Naturalmente, questo esperimento non è privo di
un rovescio di medaglia. L’enfasi sulla libertà di religione – che ha radici storiche ben precise – diventa facilmente enfasi sulle scelte individuali, con conseguente
rischio d’individualismo e di «privatizzazione» della
religione. Ne è testimone l’estrema frammentazione
del protestantesimo statunitense in centinaia, poi migliaia di denominazioni diverse.
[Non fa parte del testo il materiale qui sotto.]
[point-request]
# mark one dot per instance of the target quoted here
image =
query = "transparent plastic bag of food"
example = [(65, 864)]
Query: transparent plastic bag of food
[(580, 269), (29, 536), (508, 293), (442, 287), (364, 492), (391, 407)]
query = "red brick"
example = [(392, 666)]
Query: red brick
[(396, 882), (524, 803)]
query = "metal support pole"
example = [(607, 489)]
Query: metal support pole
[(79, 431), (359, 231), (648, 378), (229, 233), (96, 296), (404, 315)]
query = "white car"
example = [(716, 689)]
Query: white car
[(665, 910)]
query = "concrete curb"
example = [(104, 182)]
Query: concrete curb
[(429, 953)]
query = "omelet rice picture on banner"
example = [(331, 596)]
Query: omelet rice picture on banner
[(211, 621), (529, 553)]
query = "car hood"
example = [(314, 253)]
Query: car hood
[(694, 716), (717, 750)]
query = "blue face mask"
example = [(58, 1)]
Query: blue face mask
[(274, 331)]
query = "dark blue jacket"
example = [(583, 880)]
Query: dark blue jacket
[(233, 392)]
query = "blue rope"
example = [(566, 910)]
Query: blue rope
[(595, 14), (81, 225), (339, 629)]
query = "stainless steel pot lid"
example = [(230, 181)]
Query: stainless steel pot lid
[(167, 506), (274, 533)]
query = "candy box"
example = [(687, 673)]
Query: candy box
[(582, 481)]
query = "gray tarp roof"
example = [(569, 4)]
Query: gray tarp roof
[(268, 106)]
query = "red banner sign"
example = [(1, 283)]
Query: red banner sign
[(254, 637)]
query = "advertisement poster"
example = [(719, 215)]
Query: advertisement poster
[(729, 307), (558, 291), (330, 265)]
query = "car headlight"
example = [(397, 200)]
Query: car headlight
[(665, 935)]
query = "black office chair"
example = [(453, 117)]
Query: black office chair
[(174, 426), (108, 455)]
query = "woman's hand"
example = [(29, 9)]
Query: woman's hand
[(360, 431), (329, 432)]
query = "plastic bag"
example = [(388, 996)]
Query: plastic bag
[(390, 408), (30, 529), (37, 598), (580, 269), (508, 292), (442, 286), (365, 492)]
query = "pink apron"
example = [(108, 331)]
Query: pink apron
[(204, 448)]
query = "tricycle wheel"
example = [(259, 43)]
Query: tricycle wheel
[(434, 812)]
L’individualismo domina del resto l’intero ethos americano: la sua concezione della democrazia, della cultura, della società, della
religione, fin dal mito dell’uomo della Frontiera che
lotta da solo contro tutti e da solo si costruisce il suo
destino. Questo ha portato nella storia della nazione
americana vantaggi nella ferma resistenza a ogni seduzione e ideologia collettivista (il comunismo, per esempio, non ha mai messo vere radici negli Stati Uniti, se
non in qualche dipartimento universitario). Ma ha portato anche evidenti svantaggi. Non si tratta dunque di
beatificare l’ethos americano. Ma sostenere, come fa
Il simbolo perduto, che si tratti di un lieve velo di zucchero pseudo-cristiano spalmato a uso degli ingenui su
un culto dell’uomo pagano è una falsificazione grossolana e pseudo-storica.